Re: Help improving the installation guide and support hardware lists



Also, I think it would be useful to document ARM 32-bit vs 64-bit and
how this is supported on various boards. I think Raspberry Pi can run
in either mode, but it doesn't have enough RAM to justify 64-bit mode.
In fact, on this hardware 64-bit multiplication is 1/3 the throughput
of 32-bit multiplication. See this discussion: 

https://community.arm.com/developer/ip-products/processors/f/cortex-a-forum/46345/arm-cortex-a72-64-bit-multiply-madd-instruction-low-throughput

So with regard to NetBSD:

- Can NetBSD aarch64 support 32-bit emulation?

- Is there a difference in kernel drivers for 32-bit vs 64-bit, i.e.
  do some things work well in one mode but not the other?

- Some ARM SBCs have USB ports, but is booting from USB supported or
  only SD card?
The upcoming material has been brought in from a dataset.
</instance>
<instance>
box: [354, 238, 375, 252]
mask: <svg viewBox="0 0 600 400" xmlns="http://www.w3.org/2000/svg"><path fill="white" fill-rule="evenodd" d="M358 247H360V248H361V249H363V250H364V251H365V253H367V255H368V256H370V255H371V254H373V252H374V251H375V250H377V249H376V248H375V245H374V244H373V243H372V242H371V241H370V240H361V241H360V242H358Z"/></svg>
If it's not documented, then it's a guessing game.

- How do you build 32-bit image? I tend to use
  "build.sh -m evbarm -a earmv7hf" but had to add hacks to mk.conf as
  parts of NetBSD use older assembly and fail to build with specific
  -mcpu flags, so need to use -mtune instead.

# RPI3 CPU: cortex-a53
# RPI4 CPU: cortex-a72
.if empty(CPUFLAGS:M-march=*) && empty(CPUFLAGS:M-mcpu=*)
CPUFLAGS+=-mcpu=cortex-a53
#CPUFLAGS+=-mcpu=cortex-a72
.else
CPUFLAGS+=-mtune=cortex-a53
#CPUFLAGS+=-mtune=cortex-a72

- There is not much documentation on CPU frequency scaling. Turns out
  NetBSD defaults to minimum (600 MHz on RPi3), if you're not aware of
  it and machdep.cpu.frequency.target sysctl, then you'll be quite
  disappointed with the performance. Also would be good to document
  that pkgsrc sysutils/estd daemon works on this hardware and can
  dynamically scale CPU frequency. Install the package and add this
  to /etc/rc.conf

estd=YES
estd_flags="-a"

  It should really be part of the base system, see PR misc/55264

This is the kind of info that should be on the Wiki, as it helps new
users to quickly setup the system in the most optimal way.